Pero la caña perfecta hace falta otro componente: un buen oro líquido, una magnífica cerveza que se adecue al sabor que guste al bebedor. Y aunque la caña se relacione siempre con el barril, también con una botella puede lograrse, solo que con unas ligeras variaciones: tras limpiar el vaso e inclinarlo esos 45 grados, se vierte poco a poco y según se va llenando, se corrige la inclinación y se deja respirar, dando más aire, con el objetivo de que la espuma quede densa, consistente, cremosa. Se puede hacer la variante en dos tiempos: cuando llega el turno de la espuma, se deja unos segundos de reposo para lograr una cúpula blanca de buen espesor.
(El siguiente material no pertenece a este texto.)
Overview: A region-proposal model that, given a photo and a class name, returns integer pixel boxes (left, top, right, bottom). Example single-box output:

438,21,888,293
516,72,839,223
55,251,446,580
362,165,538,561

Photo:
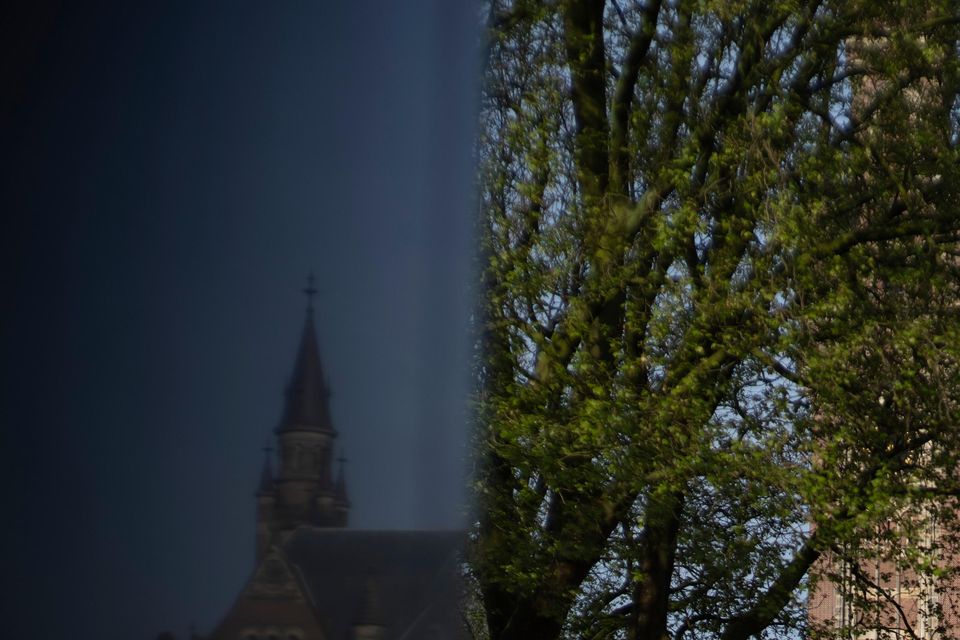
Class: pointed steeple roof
277,275,334,433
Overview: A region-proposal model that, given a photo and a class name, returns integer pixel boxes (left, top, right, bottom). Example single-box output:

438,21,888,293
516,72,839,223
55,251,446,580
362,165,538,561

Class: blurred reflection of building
209,277,466,640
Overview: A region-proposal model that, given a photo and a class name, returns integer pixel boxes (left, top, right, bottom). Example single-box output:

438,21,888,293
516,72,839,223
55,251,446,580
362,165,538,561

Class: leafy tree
471,0,960,640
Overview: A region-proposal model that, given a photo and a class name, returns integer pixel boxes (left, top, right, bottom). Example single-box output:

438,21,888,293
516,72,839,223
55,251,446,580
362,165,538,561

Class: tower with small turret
256,275,350,560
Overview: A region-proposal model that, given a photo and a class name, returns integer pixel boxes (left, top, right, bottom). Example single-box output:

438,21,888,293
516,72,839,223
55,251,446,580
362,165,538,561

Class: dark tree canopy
471,0,960,640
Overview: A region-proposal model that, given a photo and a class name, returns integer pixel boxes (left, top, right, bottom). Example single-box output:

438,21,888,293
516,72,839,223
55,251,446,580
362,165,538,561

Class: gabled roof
284,527,465,640
277,306,335,433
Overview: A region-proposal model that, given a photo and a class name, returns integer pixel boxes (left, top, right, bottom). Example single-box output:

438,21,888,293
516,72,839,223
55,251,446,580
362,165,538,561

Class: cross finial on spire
303,271,317,311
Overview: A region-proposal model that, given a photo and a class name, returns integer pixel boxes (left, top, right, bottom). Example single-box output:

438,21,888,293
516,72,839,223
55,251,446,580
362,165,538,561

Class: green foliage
471,0,960,640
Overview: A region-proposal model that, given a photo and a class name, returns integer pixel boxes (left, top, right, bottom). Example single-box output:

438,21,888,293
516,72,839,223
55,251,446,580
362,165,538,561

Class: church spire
277,274,334,433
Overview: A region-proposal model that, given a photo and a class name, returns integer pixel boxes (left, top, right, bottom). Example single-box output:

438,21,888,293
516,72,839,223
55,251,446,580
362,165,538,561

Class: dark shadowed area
0,0,477,640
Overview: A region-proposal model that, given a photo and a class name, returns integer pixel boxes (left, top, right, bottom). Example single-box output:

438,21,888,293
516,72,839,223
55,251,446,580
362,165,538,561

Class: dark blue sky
0,0,477,640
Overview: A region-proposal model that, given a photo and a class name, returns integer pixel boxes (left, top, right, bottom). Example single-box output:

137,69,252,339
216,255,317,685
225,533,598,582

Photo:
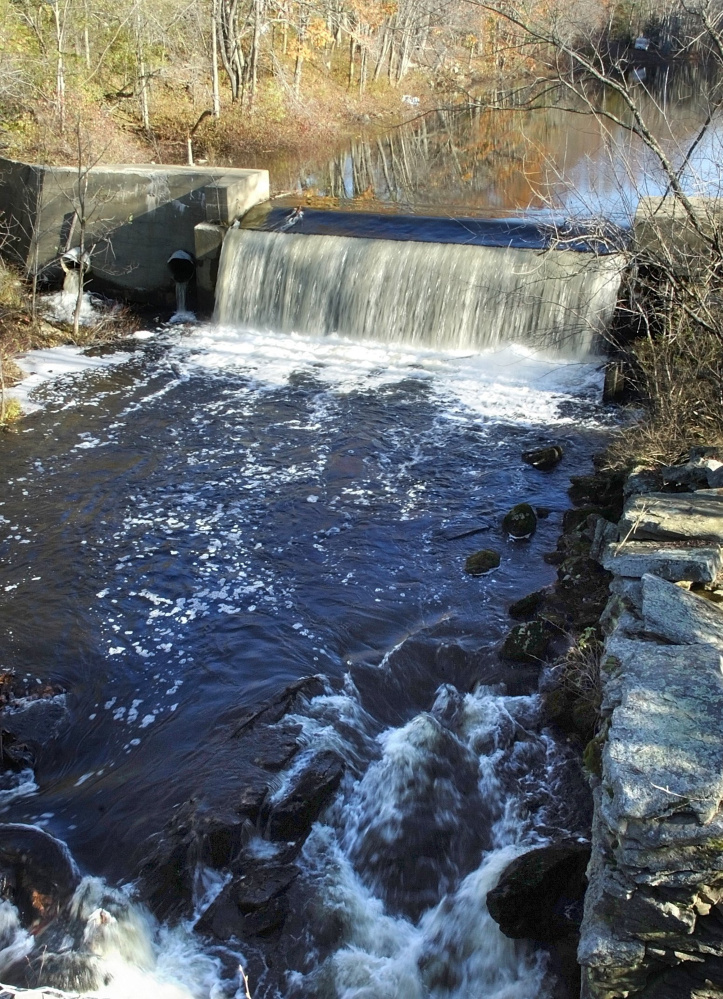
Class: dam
0,145,720,999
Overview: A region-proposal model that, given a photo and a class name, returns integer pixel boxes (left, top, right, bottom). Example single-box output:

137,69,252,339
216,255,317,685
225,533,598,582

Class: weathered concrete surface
620,489,723,543
642,576,723,652
578,480,723,999
602,541,723,583
603,636,723,833
0,159,269,299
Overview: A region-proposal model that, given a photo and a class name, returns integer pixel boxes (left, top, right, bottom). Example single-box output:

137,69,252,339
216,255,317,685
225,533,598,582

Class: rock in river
464,548,500,576
487,840,590,941
501,621,550,663
522,444,563,472
502,503,537,538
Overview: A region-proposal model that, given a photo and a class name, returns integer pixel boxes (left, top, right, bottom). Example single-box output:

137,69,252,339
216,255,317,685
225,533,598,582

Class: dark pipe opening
168,250,196,284
60,246,90,273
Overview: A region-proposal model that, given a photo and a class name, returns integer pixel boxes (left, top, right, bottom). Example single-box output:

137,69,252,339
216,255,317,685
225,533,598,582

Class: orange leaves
306,17,334,49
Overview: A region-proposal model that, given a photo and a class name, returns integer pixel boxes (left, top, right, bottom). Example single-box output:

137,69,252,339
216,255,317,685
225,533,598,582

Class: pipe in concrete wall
168,250,196,284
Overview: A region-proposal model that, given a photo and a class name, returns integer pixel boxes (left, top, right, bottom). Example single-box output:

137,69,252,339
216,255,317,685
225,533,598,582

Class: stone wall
578,449,723,999
0,159,269,304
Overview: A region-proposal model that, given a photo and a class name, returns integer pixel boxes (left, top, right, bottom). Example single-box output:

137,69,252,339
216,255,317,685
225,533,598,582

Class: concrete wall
0,159,269,305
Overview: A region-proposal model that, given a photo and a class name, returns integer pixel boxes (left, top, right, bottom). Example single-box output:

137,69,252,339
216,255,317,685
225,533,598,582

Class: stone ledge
602,540,723,583
620,489,723,543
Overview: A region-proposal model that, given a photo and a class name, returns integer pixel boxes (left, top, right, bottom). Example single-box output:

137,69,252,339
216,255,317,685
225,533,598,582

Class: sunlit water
0,326,607,999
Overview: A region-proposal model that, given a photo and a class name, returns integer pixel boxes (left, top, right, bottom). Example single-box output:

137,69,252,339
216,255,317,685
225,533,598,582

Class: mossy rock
572,700,598,737
582,735,612,780
501,621,550,663
542,687,573,729
464,548,500,576
522,444,563,472
502,503,537,539
507,590,547,621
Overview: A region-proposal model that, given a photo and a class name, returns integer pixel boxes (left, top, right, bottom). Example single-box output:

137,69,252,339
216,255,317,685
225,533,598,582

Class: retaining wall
0,159,269,305
578,458,723,999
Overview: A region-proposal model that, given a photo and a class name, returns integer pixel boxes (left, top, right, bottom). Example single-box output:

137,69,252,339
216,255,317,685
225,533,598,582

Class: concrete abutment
0,158,269,311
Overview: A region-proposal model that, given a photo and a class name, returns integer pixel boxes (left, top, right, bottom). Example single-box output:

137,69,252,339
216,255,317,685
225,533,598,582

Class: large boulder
0,822,80,926
487,840,590,941
267,750,344,841
196,860,300,941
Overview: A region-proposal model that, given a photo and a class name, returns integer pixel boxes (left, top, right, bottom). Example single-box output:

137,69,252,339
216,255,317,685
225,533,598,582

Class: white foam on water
296,824,545,999
0,877,241,999
170,326,603,425
9,346,131,413
0,767,38,812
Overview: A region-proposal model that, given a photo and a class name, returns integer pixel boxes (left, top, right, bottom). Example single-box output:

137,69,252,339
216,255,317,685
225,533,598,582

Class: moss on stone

Con el desarrollo de las cervezas artesanas, es necesario que los profesionales conozcan todas las variantes posibles, ya que una mala tirada puede estropear hasta el mejor de los líquidos. Este auge tiene lugar en todas partes de España, y ha llegado hasta islas como Menorca donde hasta ahora su bebida más tradicional era el Gin Xoriguer. Entre las cervezas artesanas más destacadas de la isla está, por ejemplo, la Grahame Pearce. Su creador, Vicent Vila, la bautizó así en honor al amigo inglés que le inició en este mundo. Valenciano y dueño del restaurante de arroces Es Molí de Foc, en artículos de prensa prefiere hablar de “cerveza de proximidad”.
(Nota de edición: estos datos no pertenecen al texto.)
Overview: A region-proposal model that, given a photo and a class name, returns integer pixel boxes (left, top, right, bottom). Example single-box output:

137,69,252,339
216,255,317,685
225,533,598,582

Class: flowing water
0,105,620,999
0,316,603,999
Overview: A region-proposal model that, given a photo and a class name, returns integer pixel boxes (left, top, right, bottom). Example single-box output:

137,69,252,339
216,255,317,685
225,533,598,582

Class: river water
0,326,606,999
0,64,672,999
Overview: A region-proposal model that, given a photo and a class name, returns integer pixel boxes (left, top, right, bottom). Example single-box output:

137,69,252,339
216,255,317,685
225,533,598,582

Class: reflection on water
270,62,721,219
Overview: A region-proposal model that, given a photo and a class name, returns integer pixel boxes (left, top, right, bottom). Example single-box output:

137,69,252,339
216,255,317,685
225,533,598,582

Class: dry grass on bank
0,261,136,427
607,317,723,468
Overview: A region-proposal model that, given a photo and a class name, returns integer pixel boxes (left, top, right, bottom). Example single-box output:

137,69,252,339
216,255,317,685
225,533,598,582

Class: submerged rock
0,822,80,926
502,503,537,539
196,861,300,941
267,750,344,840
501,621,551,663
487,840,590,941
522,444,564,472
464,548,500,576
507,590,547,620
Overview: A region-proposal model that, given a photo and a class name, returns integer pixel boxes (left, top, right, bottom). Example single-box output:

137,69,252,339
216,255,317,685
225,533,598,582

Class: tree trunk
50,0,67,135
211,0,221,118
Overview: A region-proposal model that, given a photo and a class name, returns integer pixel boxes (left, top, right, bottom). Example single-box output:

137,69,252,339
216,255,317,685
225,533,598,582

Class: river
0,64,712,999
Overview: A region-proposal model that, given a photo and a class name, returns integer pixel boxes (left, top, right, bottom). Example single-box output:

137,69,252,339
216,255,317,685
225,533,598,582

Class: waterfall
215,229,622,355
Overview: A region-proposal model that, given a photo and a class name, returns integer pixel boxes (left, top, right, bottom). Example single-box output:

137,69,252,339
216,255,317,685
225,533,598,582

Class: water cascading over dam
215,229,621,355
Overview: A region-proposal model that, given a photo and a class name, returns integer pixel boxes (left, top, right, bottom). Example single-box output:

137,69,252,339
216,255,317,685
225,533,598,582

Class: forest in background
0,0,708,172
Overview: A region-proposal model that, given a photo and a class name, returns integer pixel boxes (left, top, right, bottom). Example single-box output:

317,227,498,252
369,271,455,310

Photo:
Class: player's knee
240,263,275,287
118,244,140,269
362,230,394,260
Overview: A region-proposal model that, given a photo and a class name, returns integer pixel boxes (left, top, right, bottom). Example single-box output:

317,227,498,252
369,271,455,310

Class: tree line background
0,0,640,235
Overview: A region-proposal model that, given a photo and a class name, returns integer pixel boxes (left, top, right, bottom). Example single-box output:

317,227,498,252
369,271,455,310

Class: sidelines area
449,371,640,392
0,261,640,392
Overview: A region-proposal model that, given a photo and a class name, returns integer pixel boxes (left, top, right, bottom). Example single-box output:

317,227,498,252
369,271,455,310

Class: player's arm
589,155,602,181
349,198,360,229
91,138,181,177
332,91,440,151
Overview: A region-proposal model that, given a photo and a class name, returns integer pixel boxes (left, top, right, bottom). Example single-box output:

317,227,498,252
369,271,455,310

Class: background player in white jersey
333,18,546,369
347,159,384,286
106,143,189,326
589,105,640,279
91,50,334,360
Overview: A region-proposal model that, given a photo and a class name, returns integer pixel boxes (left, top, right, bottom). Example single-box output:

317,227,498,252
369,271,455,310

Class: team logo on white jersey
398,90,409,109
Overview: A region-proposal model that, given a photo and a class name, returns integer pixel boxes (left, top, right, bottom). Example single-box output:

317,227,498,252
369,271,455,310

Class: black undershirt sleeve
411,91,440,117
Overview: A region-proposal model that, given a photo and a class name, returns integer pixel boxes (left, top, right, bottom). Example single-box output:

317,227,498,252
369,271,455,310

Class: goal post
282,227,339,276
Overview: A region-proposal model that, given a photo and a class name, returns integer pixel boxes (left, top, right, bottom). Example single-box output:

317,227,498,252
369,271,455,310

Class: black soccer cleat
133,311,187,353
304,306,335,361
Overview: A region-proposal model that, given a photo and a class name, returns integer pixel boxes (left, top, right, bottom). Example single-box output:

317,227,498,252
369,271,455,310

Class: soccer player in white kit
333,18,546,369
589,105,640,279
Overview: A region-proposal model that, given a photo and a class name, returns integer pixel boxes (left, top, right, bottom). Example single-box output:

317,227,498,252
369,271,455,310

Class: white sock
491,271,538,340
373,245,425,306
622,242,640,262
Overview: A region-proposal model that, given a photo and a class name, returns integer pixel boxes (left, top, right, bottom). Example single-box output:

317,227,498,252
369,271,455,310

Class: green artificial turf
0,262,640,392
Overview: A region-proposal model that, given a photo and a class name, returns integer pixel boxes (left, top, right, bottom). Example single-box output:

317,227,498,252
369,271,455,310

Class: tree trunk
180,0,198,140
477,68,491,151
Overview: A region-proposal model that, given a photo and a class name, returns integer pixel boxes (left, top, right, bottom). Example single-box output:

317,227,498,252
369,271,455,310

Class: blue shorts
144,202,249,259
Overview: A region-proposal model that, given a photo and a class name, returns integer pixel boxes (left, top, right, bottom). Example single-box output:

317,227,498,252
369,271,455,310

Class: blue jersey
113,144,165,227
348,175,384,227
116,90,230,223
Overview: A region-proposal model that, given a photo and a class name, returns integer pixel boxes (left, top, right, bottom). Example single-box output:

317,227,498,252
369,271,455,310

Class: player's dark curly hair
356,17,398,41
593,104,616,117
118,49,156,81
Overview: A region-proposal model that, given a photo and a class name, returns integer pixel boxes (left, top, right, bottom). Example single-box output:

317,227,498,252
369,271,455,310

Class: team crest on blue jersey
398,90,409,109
¿A qué se refiere? A diferencia de la mayoría de las cervezas artesanas, la Grahame Pearce no usa una técnica de doble fermentación, sino que usa el lagering, una técnica de frío, con la que controlan la fermentación para que las levaduras hagan el truco homogéneamente. Como no está pasteurizada, es una cerveza que mantiene propiedades y vitaminas al completo pero que tiene una desventaja: viaja mal por su rápida caducidad, por lo que la comercializan solo dentro de la isla.

Según ha contado el propio Vila, el 85% de su producción es la cerveza insignia, la lager. El resto se distribuye entre una cerveza de trigo local, aromatizada con naranja y cilantro, una Brown Ale y una negra. De la distribución se encarga, no sorprende, Destilerías Xoriguer. Así el círculo se cierra y todo queda en la Isla Bonita.